All this led to substantial consequences that could have caused more harm to my career. The biggest of them is missing out on recommendations from great managers whose good words could have changed my life. I also let down coworkers and connections that could be useful in my professional advancement. I lost valuable contact by jumping ship at the sight, or illusion, of a better opportunity. My career was stagnant. I was changing positions but never moving up the corporate ladder.
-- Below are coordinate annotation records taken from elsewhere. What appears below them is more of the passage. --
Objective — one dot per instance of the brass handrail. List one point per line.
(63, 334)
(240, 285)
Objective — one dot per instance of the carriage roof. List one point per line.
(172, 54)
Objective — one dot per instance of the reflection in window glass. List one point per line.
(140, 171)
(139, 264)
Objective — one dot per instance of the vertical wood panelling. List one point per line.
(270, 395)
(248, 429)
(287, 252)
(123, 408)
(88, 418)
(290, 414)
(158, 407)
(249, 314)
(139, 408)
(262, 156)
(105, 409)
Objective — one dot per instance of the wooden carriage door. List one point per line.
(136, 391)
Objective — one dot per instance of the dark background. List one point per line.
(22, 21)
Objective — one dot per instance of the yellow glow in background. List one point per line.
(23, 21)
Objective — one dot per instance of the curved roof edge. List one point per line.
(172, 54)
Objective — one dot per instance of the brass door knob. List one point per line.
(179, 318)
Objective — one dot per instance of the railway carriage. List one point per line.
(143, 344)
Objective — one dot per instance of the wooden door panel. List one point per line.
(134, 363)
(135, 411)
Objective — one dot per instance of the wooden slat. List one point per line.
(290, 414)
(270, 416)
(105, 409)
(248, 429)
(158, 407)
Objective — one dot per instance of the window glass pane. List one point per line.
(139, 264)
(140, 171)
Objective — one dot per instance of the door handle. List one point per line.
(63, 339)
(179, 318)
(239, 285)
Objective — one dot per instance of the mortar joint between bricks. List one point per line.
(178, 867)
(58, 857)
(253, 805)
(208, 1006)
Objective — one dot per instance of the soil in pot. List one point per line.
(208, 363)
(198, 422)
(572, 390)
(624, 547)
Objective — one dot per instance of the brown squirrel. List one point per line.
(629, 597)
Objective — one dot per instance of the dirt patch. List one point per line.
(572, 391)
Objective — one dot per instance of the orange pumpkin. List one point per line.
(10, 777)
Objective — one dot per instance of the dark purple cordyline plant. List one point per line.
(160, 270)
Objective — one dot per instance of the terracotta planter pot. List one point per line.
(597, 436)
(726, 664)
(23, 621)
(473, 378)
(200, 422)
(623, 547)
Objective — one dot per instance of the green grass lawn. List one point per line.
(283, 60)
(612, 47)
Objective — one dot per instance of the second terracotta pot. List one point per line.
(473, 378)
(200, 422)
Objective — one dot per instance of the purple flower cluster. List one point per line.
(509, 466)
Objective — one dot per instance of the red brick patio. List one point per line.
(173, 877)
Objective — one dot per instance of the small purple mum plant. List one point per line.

Fear of better options also increased my work anxiety while hindering my inability to make small and big decisions. From the format of my curriculum vitae to making tasks more time-consuming than they would need to be. My anxiety grew worse when faced with multi-decision projects imagining the worst if I picked the wrong option. As a result, I spent more time looking at each opportunity than necessary, weighing all the pros and cons, and playing out all possible scenarios. Needless to say, that I was not enjoying my workdays because of my overthinking.

How to beat FOBO?

I got better at FOBO and can confidently say that it has less of a grip over my life. I believe that the secret to unlearning damaging behavior is not much of a mystery. It boils down to self-awareness and willingness. When asked about the best practices to beat FOBO, Patrick McGinnis, who coined the term, said: "It's all about being decisive."

In my case, it was about recognizing patterns, learning my triggers, and purposefully acting against my habitual extinct.